The One: (pathetic) I don’t know how. I just…don’t know how.Don Clinton: (Sighing and taking pity) I know, kid. Hard to know what that is, anymore, ain’t it? Our whole sex has been cuckolded by the Official Women and their Eunuchs. But you’ve got to grow yourself a pair, and quick.
The One: I’ll do anything! Anything, Godfather! It’s just that she’s coming on strong and Biden keeps making up the weirdest damn stories, and besides he scares me with that doll hair…

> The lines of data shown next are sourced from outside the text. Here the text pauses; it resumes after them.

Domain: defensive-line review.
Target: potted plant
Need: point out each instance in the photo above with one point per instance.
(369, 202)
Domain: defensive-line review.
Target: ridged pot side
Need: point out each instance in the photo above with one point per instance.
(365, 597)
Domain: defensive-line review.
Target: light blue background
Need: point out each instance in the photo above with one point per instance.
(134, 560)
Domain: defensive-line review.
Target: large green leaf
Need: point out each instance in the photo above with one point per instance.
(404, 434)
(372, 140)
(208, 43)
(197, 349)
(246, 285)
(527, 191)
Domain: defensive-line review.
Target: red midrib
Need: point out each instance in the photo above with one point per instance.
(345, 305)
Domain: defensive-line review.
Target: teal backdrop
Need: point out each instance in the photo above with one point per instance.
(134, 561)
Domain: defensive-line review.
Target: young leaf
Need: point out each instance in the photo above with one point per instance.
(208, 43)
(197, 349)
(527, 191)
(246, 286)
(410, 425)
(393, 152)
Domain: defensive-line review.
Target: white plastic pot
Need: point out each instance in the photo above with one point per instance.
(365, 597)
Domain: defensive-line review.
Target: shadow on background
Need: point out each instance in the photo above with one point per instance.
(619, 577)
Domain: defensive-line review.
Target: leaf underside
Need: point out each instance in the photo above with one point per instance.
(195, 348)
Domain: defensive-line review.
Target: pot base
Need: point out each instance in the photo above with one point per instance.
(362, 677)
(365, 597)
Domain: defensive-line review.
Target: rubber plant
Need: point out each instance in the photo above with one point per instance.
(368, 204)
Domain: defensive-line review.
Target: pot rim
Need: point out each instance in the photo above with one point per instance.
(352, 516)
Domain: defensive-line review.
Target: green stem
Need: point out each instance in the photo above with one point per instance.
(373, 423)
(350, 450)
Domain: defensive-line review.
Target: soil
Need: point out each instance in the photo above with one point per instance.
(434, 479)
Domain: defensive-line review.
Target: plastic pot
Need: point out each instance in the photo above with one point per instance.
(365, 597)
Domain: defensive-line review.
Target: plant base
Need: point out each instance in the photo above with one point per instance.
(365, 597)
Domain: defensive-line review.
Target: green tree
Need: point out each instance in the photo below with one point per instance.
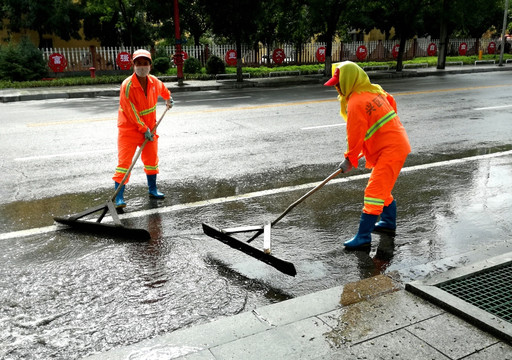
(22, 62)
(326, 20)
(237, 22)
(118, 22)
(46, 17)
(196, 19)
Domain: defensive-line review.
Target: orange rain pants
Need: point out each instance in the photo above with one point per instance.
(374, 131)
(137, 113)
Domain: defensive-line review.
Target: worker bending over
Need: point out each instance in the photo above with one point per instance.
(374, 131)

This morning, pondering the emergence of President Obama’s hitherto unrecognized tendencies to go rootin’-tootin’-ass-kickin’ all over whoever the smart people tell him to, I considered revisiting the playlet; I envisioned Don Clinton, in grey sweats and Cuban stogie, a towel around his neck, channeling Angelo Dundee and bringing in Hillary (hooded and pounding the air, just waiting for a chance to knock someone out) for a few rounds of sparring. You know, “Hillary come teach this greenhorn how to throw a punch,” and Hillary–finding a welcome outlet for decades of frustration–comes the destructor all over Obama and Bill and then goes out and finds Rahm Emmanuel and Robert Gibbs and decks them, too.
But then I read Brian Saint-Paul’s beautifully succinct scenario and realized it couldn’t be improved upon:
Rahm Emmanuel: Mr. President, you need to toughen up about this oil spill, because you look like a *****. A little, pigtailed, tea-party dress wearing, oversized lollipop licking *****.

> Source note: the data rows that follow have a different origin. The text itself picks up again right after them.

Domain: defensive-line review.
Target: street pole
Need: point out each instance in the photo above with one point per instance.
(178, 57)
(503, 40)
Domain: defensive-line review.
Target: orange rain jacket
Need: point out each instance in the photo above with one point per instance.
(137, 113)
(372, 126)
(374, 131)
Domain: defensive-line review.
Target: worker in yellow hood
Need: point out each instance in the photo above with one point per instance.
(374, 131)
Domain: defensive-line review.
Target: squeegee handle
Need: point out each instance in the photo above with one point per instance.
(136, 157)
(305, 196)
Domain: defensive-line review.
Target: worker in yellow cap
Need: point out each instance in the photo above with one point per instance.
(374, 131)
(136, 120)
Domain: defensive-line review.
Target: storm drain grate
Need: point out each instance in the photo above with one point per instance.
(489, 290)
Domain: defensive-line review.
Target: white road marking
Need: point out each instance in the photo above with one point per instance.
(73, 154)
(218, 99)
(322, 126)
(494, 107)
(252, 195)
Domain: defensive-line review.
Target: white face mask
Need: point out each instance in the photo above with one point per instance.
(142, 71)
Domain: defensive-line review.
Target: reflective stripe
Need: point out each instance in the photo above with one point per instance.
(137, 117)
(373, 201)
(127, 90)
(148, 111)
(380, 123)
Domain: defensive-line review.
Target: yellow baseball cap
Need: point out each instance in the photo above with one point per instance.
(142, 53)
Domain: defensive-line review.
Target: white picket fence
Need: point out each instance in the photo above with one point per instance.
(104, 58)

President Obama: I see. And what would you suggest?
Rahm Emmanuel: Well, Cupcake, I’d suggest you pretend Michelle married a real man and get out there with some ******* profanity. That lets the dummies know you’re serious.
You’ll want to read the whole thing. Put down the coffee, first.
I’m thinking all this needs is one of Brian J’s expert photoshops, and we have a hit.